Each week, spiritual teacher Deepak Chopra responds to Oprah.com users' questions with enlightening advice to help them live their best lives.
Q: I am single (never married, no children) and I am bitter, to put it plainly. I used to be a doormat and allowed people to take so many liberties with my feelings—extended family, in particular. Currently, I am not in contact with any relatives, outside of my immediate family, because I am still very angry about the past. I'm not sure what I want to do with the rest of my life, as I do not have a degree. Last year, I did start a higher education program in hopes of earning my bachelor's degree, but I still do not feel happy, in any form. I'm embarrassed when I compare all of the years I have been an adult to what I have accomplished, but I try to keep that conversation out of my head. So where do I go from here?
— Linda K., St. Paul, Minnesota
You are still young, and you are on a path to being a more aware person. Keep this in mind. The big step is already behind you. Walking away from those who stomped on your boundaries and took advantage was a courageous move. You have inner resources, and you are taking advantage of them. Being unhappy is a temporary price to pay, I think. The past still casts a shadow over your emotions. In a sense, you are living in two time zones, but after a while the present—the time zone you are meant to be in—will start to be more important.

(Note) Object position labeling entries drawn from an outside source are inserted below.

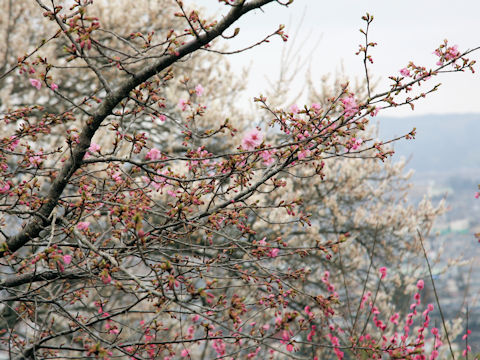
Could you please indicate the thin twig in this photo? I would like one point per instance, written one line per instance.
(436, 295)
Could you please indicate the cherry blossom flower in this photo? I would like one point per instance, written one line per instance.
(153, 154)
(4, 188)
(383, 272)
(405, 72)
(83, 225)
(420, 284)
(94, 148)
(36, 159)
(452, 52)
(185, 353)
(273, 253)
(267, 157)
(67, 259)
(199, 90)
(252, 139)
(182, 104)
(303, 154)
(36, 83)
(350, 105)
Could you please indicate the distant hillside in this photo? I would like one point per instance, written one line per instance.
(447, 143)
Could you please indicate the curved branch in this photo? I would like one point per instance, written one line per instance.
(33, 228)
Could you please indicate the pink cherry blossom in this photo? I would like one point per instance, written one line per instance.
(199, 90)
(67, 259)
(94, 148)
(36, 83)
(303, 154)
(267, 157)
(36, 159)
(83, 225)
(452, 52)
(153, 154)
(420, 284)
(405, 72)
(252, 139)
(273, 253)
(350, 105)
(4, 188)
(182, 104)
(185, 353)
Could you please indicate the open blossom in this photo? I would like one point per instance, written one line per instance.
(153, 154)
(405, 72)
(36, 83)
(94, 148)
(273, 252)
(4, 188)
(199, 90)
(355, 143)
(452, 52)
(36, 159)
(67, 259)
(350, 105)
(267, 157)
(420, 284)
(83, 225)
(252, 139)
(294, 109)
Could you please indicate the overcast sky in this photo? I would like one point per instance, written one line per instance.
(404, 30)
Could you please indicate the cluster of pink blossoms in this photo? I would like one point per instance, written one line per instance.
(350, 105)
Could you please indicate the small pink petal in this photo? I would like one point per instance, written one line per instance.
(36, 83)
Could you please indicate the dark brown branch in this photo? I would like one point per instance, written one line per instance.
(33, 228)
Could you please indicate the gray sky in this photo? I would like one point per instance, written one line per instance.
(404, 30)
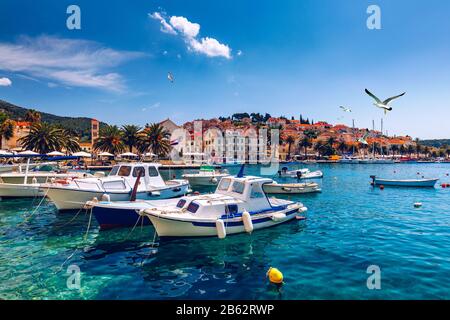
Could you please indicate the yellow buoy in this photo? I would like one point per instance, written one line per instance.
(275, 275)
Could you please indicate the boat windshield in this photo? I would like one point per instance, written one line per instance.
(238, 187)
(114, 170)
(224, 184)
(124, 171)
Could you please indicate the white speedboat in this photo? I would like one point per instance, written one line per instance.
(142, 178)
(300, 173)
(418, 183)
(114, 214)
(207, 176)
(291, 188)
(238, 205)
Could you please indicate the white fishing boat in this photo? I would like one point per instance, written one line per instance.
(418, 183)
(291, 188)
(238, 205)
(143, 179)
(207, 176)
(300, 173)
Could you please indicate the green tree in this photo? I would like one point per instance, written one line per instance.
(130, 136)
(43, 138)
(110, 140)
(154, 138)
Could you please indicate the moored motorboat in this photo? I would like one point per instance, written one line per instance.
(418, 183)
(238, 205)
(300, 173)
(207, 176)
(114, 214)
(118, 186)
(291, 188)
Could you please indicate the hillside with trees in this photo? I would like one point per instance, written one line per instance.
(80, 125)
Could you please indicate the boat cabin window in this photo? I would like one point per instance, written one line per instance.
(193, 207)
(256, 191)
(231, 209)
(114, 170)
(224, 184)
(124, 171)
(153, 172)
(238, 187)
(114, 185)
(181, 203)
(138, 171)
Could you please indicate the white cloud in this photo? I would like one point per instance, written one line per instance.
(186, 27)
(210, 47)
(71, 62)
(189, 31)
(165, 27)
(5, 82)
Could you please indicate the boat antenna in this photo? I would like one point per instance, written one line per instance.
(241, 172)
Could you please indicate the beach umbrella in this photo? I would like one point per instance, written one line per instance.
(105, 154)
(82, 154)
(55, 154)
(28, 153)
(128, 154)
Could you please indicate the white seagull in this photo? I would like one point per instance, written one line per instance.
(363, 138)
(383, 104)
(170, 77)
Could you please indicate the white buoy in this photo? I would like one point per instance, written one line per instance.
(247, 219)
(221, 231)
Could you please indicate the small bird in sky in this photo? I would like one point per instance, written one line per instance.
(170, 77)
(363, 138)
(383, 104)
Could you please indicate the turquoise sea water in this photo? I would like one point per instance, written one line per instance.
(349, 226)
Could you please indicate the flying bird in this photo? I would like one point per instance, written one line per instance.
(170, 77)
(363, 138)
(383, 104)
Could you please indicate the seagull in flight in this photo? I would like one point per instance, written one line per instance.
(383, 104)
(170, 77)
(363, 138)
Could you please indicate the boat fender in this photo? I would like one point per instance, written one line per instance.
(247, 219)
(278, 216)
(221, 231)
(275, 276)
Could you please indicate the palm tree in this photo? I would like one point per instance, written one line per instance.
(43, 138)
(154, 138)
(305, 143)
(70, 141)
(290, 140)
(6, 128)
(130, 135)
(32, 116)
(110, 140)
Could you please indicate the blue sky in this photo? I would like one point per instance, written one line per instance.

I don't want to deny you immediate relief. As I'm sure you already know, I advise meditation and finding a confidant in whom to confide, someone who will not judge you. The important thing in your case is you need to find someone who can bring you back to the present as often as you need it, which will be hundreds of times in the coming months and years. Find one person who is as grounded in present reality as you want to be. Form a relationship, ask for the exact help you need and keep looking until such a person agrees to be there for you.
As a recovering doormat, you find it hard to believe you have a right to make any demands. But this is one demand that a kind, understanding person will be happy to meet.